Muitas pessoas caminham todos os dias pela rua Marechal Floriano Peixoto. Algumas olham para o chão, outras conversam ou simplesmente passam. E passa, também, despercebido, um importante lugar que diariamente serve não apenas como espaço cultural, mas também como forma de fomentar a cultura de Guarapuava: o Centro de Artes e Criatividade Iracema Trinco Ribeiro.
            As janelas de madeira, ora abertas, ora fechadas, às vezes ajudam o som a ir às ruas. A pintura é um pouco desbotada. Os degraus servem para entrar. As pessoas passam, e ignoram a porta aberta. É uma casa, tal qual outras que Guarapuava possui, cuja arquitetura é do século XIX. Elas espalham-se pelo centro como lojas, cafés, farmácias. Esta, entre um estacionamento e um prédio qualquer, destaca-se. O som de Balada de Adeline já se tornou uma marca do lugar – o piano também.

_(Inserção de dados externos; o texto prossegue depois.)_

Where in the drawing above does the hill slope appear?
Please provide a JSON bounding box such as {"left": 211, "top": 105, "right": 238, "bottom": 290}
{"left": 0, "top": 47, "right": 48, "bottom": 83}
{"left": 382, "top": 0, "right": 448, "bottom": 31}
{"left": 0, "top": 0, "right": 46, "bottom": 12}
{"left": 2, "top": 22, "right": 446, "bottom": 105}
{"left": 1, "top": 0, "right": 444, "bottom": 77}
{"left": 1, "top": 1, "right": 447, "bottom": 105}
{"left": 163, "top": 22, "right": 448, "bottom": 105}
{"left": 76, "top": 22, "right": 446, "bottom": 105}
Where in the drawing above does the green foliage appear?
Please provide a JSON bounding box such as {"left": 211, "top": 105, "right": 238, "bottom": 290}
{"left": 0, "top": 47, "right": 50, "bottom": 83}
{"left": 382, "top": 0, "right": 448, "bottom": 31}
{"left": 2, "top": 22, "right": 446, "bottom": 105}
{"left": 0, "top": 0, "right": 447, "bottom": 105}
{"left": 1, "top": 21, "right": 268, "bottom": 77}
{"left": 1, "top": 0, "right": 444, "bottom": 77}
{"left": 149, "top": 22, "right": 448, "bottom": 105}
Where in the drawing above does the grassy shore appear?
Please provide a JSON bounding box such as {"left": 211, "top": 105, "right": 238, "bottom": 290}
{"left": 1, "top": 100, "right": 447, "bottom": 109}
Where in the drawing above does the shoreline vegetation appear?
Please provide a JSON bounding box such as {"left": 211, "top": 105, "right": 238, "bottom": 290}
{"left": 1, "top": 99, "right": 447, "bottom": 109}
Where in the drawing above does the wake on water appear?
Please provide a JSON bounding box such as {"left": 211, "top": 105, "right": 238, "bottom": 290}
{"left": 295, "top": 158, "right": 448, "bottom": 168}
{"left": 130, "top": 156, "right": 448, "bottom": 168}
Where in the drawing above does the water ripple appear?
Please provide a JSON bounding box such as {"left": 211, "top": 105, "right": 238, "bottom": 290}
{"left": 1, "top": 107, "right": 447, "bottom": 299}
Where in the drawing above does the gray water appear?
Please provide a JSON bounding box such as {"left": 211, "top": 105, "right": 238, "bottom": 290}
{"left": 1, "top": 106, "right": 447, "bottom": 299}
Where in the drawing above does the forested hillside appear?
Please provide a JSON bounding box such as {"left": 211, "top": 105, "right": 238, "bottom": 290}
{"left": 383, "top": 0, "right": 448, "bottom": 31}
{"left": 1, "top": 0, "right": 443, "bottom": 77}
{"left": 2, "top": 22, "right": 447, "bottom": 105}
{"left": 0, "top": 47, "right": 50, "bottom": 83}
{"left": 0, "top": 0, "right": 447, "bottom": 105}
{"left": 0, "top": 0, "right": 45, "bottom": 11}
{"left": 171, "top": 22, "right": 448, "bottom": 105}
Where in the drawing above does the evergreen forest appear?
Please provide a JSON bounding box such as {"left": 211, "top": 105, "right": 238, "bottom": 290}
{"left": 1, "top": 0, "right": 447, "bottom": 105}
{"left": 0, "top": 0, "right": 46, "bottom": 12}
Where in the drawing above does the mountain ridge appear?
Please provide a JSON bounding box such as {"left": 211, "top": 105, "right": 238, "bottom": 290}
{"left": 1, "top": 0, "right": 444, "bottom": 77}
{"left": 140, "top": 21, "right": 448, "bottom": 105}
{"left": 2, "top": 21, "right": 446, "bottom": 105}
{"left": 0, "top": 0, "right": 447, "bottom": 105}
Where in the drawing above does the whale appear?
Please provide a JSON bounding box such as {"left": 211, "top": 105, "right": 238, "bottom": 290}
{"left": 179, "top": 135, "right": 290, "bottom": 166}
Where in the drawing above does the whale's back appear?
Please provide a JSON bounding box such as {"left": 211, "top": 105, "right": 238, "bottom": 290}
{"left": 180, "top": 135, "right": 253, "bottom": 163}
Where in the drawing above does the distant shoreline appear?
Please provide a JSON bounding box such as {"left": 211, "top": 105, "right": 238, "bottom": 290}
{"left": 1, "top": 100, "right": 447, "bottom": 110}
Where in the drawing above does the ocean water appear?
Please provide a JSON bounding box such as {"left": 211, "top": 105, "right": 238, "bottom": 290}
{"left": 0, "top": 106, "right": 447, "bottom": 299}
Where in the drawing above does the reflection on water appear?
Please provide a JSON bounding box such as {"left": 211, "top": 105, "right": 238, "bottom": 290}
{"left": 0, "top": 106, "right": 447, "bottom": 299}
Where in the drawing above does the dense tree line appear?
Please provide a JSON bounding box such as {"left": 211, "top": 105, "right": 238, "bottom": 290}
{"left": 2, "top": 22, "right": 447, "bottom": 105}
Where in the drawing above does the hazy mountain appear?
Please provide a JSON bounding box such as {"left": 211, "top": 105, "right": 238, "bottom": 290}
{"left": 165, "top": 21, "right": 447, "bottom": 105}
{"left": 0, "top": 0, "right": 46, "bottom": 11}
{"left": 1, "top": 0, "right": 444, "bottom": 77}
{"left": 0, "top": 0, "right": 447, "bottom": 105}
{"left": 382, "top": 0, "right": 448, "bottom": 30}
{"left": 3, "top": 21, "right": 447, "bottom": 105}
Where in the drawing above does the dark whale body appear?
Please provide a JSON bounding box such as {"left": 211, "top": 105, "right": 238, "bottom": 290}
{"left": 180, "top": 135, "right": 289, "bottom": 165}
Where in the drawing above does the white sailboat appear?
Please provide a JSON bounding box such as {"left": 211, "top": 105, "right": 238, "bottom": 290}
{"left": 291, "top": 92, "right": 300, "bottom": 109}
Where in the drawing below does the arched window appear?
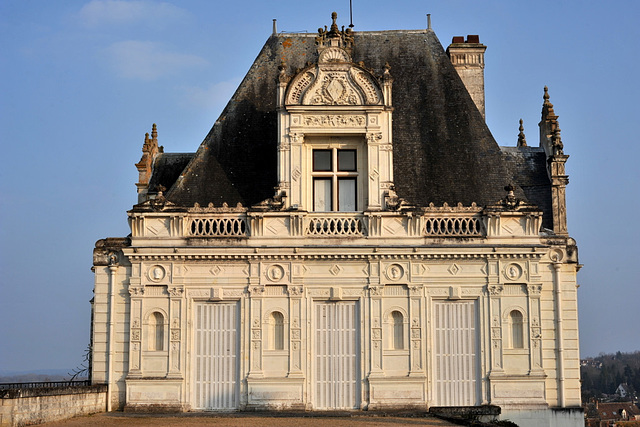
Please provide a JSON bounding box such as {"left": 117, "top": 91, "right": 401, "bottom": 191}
{"left": 270, "top": 311, "right": 285, "bottom": 350}
{"left": 391, "top": 311, "right": 404, "bottom": 350}
{"left": 510, "top": 310, "right": 524, "bottom": 349}
{"left": 149, "top": 312, "right": 164, "bottom": 351}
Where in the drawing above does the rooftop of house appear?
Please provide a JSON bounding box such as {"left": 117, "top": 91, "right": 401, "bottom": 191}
{"left": 141, "top": 14, "right": 556, "bottom": 228}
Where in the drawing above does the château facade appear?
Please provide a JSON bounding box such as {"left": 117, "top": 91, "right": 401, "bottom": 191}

À tarde é possível ouvir a música, e algumas pessoas, curiosas, entram. O chão de madeira, o teto alto, os lustres que iluminam os cômodos espaçosos. Tudo é muito característico. O piano, solitário, é tudo o que o cômodo maior possui – em alguns dias também tem cadeiras, pessoas, vozes -, que é iluminada pela janela maior, que quase sempre está aberta.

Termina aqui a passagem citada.